2: Tuple { 2, 0 } <- gap = 0, no shift
5: Tuple { 2, usize::MAX } <- garbage
8: Tuple { 2, 3 } <- gap = 3, shift down by 3
Pass 3: Fix references (top to bottom). We walk the return value again from top to bottom. Each reference points to a tuple/array whose size field now records the gap. We adjust the reference by that gap amount. After this pass, all references point to where the data will be after compaction.
Slot 10 is @8, target's gap is 3, becomes @5. Slot 9 is @2, target's gap is 0, stays @2.
Pass 4: Compact (bottom to top). We walk the threatened area one last time from bottom to top, maintaining a write position. Non-marker slots are eagerly copied to the write position. When we encounter a tuple/array marker with size == usize::MAX, it's garbage, so we roll the write position back by the element extent (undoing the eager copies of this tuple's elements) and skip the marker. For all other markers (reachable), the elements were already eagerly copied. We write the marker at the write position with its total_size / elem_size recomputed from the elements below it.
Slots 0-2 (tuple A): gap is 0, already in place. Restore size to 2. Slots 3-5 (tuple B): garbage, skip. Slots 6-8 (tuple C): gap is 3, shift down by 3 to slots 3-5. Restore size to 2. Finally, move the return value down and inflate its total_size:
0: 1 |
1: 2 |
2: Tuple { 2, 2 } | A (ghost)
3: 3 |
4: 4 |
5: Tuple { 2, 2 } | C (ghost, shifted)
6: @2 |
7: @5 |
8: Tuple { 2, 8 } | return value (inflated total_size)

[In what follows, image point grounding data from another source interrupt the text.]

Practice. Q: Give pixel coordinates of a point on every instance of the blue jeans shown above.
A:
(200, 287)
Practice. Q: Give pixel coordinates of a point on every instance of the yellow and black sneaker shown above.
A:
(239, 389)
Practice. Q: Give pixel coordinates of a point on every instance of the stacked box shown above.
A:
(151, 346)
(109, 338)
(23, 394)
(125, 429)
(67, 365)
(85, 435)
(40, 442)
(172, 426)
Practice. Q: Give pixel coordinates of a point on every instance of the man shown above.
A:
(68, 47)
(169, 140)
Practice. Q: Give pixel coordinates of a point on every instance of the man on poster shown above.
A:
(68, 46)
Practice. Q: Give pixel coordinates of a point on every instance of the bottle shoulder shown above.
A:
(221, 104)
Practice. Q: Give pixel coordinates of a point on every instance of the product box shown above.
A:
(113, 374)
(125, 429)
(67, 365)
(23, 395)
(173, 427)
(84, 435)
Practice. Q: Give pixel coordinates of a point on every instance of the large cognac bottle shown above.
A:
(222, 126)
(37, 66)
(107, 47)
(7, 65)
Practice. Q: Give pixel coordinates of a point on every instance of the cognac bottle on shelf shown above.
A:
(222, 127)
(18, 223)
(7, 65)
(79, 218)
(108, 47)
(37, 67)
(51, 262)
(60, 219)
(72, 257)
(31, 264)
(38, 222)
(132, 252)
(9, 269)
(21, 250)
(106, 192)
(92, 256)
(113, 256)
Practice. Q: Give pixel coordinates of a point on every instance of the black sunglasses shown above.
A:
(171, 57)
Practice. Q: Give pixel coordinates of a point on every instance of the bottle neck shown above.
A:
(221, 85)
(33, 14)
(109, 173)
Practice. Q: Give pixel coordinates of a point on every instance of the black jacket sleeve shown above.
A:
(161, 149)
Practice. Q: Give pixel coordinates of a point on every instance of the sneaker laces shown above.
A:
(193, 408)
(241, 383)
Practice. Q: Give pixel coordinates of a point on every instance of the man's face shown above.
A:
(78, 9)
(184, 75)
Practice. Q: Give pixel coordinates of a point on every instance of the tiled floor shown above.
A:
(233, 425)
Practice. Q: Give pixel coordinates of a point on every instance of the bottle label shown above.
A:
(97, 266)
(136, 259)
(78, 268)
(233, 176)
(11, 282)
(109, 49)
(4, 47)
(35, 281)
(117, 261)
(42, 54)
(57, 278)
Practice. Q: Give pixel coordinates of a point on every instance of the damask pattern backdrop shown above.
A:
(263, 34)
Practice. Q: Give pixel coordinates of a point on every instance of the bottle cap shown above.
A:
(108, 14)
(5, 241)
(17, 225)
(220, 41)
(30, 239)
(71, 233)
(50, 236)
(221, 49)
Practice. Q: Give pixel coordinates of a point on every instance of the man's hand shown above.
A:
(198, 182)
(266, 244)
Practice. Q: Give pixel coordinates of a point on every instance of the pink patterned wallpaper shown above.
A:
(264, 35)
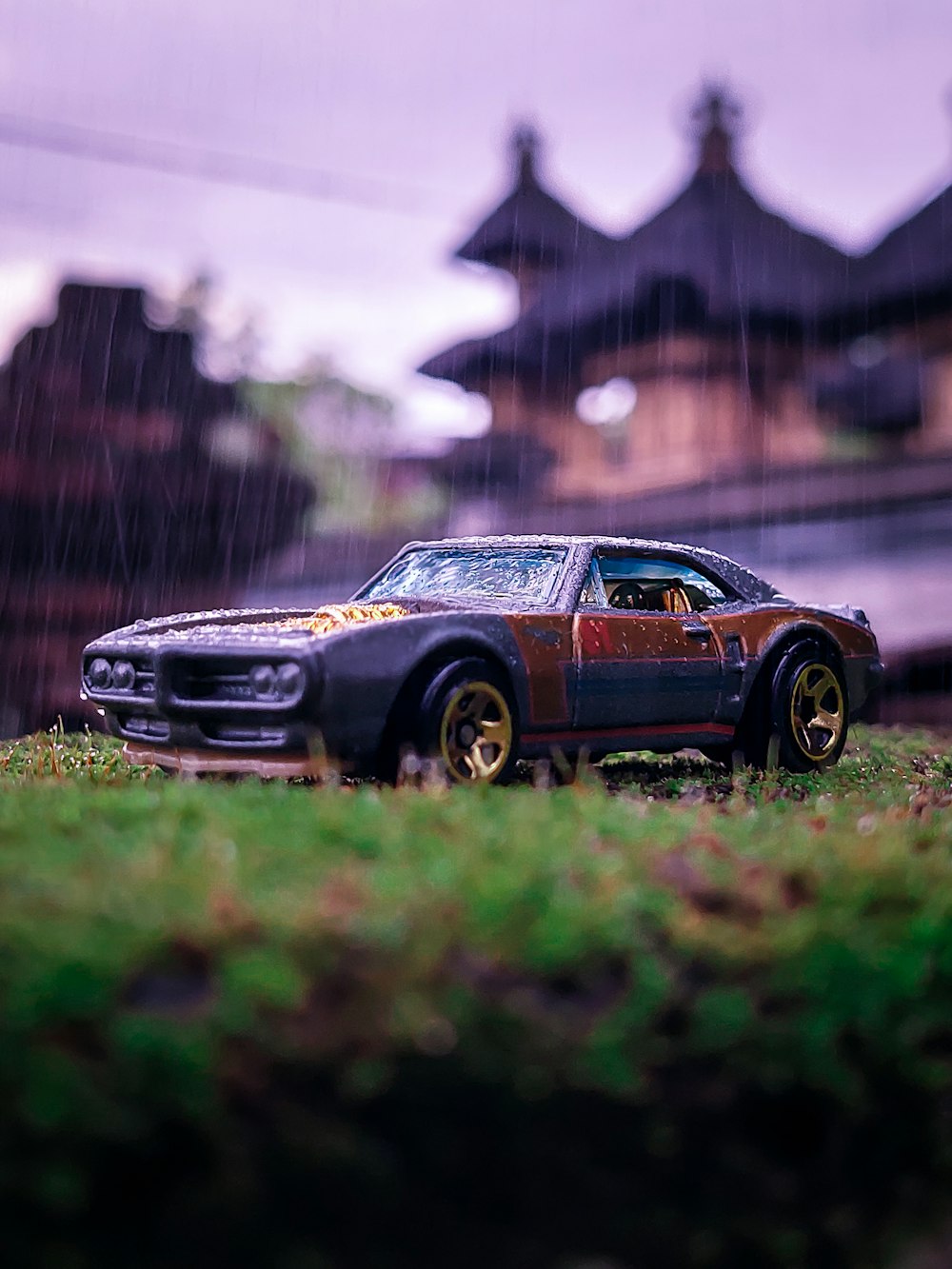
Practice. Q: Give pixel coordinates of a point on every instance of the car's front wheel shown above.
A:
(803, 724)
(468, 723)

The stack shrank by 3 slots. From the caller's perspective, this is just a tuple of size 8.
A child tuple/array might be shifted before its parent (since we walk bottom to top). But because children always precede their parents on the stack and we're shifting everything toward the bottom (closing gaps), children will already be in their final position by the time we reach the parent.
Boxed values never contain stack references. When a value is boxed, all of its contents are deep-copied onto the heap. If the value contains references to stack data, those targets are recursively copied as well:
STACK: HEAP:
3 | 3 |
4 | 4 |
__| __| <-- heap location `x`
@ + => @x +
@ + @x +
____| ____| <-- heap location `y`
&y // stack now holds a pointer to `y` on the heap
The internal references inside a boxed structure (pointing to a heap fragment + offset) use exactly the same ref representation as stack references that point into a heap fragment. This means the stack can also hold a reference into a boxed structure, for example from an index lookup into a boxed tuple.

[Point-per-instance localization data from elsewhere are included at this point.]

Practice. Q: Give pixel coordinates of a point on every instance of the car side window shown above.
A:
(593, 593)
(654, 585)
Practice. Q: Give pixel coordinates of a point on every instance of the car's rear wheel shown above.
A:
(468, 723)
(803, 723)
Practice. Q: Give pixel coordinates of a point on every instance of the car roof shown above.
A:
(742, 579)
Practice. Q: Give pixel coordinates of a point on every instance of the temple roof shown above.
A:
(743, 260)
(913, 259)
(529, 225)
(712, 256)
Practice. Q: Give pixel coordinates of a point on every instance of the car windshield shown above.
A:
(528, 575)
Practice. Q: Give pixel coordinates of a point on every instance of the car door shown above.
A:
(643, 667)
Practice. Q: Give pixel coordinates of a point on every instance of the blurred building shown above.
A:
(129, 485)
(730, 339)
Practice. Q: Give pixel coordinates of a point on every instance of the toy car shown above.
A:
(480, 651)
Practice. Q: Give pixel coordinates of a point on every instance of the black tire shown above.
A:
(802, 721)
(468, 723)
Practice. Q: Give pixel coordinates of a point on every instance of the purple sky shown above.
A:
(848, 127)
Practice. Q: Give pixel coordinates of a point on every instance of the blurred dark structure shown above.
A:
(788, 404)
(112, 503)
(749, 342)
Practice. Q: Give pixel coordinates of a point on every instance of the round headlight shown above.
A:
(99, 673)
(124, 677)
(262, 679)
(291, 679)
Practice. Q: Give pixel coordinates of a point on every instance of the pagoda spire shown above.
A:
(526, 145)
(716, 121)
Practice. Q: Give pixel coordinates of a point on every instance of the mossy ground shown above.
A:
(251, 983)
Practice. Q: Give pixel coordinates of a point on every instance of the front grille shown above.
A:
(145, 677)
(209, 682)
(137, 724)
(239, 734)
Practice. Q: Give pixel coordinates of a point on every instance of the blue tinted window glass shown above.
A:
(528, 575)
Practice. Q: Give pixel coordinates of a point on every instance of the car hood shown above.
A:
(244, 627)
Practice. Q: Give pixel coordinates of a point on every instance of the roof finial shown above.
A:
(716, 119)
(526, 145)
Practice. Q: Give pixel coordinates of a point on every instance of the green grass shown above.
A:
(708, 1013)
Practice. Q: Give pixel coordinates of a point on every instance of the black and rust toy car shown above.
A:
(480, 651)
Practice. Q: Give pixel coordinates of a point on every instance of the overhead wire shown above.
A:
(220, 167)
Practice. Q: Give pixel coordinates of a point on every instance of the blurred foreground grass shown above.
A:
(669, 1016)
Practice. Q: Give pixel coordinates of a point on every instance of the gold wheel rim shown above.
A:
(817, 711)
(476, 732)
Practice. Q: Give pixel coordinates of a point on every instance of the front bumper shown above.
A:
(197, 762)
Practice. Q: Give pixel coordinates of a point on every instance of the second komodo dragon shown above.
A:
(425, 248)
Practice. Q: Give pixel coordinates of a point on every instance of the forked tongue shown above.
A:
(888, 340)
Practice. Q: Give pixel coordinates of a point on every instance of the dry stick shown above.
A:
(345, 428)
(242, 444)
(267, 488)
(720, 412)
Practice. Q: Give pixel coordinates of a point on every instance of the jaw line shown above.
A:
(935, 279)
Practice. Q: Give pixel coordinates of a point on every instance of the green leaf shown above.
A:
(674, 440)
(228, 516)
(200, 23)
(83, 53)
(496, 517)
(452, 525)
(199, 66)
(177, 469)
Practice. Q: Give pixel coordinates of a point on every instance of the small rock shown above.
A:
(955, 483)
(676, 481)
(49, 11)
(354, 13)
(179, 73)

Ideally, the same compaction algorithm should work for both returning from a function (compacting the threatened area on the stack) and boxing (deep-copying referenced data onto the heap). The core logic is the same: find reachable data via references, fix the references, compact it.

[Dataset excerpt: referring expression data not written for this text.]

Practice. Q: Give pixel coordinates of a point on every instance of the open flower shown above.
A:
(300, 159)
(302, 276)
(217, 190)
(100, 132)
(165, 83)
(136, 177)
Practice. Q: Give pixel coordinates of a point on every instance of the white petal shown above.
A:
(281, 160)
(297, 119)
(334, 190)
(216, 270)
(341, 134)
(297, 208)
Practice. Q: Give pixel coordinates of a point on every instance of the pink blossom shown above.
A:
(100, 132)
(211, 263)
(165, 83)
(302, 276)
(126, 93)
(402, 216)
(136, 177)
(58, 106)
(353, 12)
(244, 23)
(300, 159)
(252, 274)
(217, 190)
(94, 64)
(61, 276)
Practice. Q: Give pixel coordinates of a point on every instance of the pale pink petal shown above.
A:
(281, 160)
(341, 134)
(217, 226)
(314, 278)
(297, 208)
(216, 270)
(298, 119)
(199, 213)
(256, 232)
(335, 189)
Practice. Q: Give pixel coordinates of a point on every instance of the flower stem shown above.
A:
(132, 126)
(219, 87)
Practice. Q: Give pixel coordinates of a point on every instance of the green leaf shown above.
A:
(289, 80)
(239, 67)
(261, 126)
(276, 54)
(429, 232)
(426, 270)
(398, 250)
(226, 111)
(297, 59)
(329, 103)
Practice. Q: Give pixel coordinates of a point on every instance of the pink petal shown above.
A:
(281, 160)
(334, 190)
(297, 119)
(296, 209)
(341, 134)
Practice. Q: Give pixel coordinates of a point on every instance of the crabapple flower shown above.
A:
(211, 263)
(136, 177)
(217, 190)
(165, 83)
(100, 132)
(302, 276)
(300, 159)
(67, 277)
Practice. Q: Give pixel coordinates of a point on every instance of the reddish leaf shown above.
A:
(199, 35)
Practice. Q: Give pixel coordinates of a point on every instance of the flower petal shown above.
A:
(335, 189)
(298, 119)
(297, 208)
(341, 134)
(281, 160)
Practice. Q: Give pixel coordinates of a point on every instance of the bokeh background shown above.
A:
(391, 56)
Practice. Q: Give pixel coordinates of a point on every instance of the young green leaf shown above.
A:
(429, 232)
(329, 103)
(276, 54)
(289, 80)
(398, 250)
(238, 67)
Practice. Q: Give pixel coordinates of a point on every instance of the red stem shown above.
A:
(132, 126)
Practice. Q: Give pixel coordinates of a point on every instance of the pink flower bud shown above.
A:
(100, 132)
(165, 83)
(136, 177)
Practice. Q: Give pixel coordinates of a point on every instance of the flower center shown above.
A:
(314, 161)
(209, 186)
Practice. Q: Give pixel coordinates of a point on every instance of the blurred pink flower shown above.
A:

But on the stack, the return value sits at the top and the threatened area is below it, compaction shrinks the stack downward. For boxing, the referenced data needs to be placed before the boxed structure on the heap. One option is to grow boxed heap allocations from the end toward the start, so that the compacted data ends up in front of the boxed structure, mirroring the stack layout.
In practice, boxing collects scattered data from across the stack rather than compacting a contiguous range, so the two operations may end up with different implementations despite their conceptual similarity.
What's appealing about using ghost data for function returns is that it keeps the stack as the default home for data. Heap allocation only happens when the programmer explicitly asks for it via boxing. The four-pass compaction is more complex than a simple heap move, but it preserves the property that most data never leaves the stack (which was the whole point of flat tuples and arrays to begin with).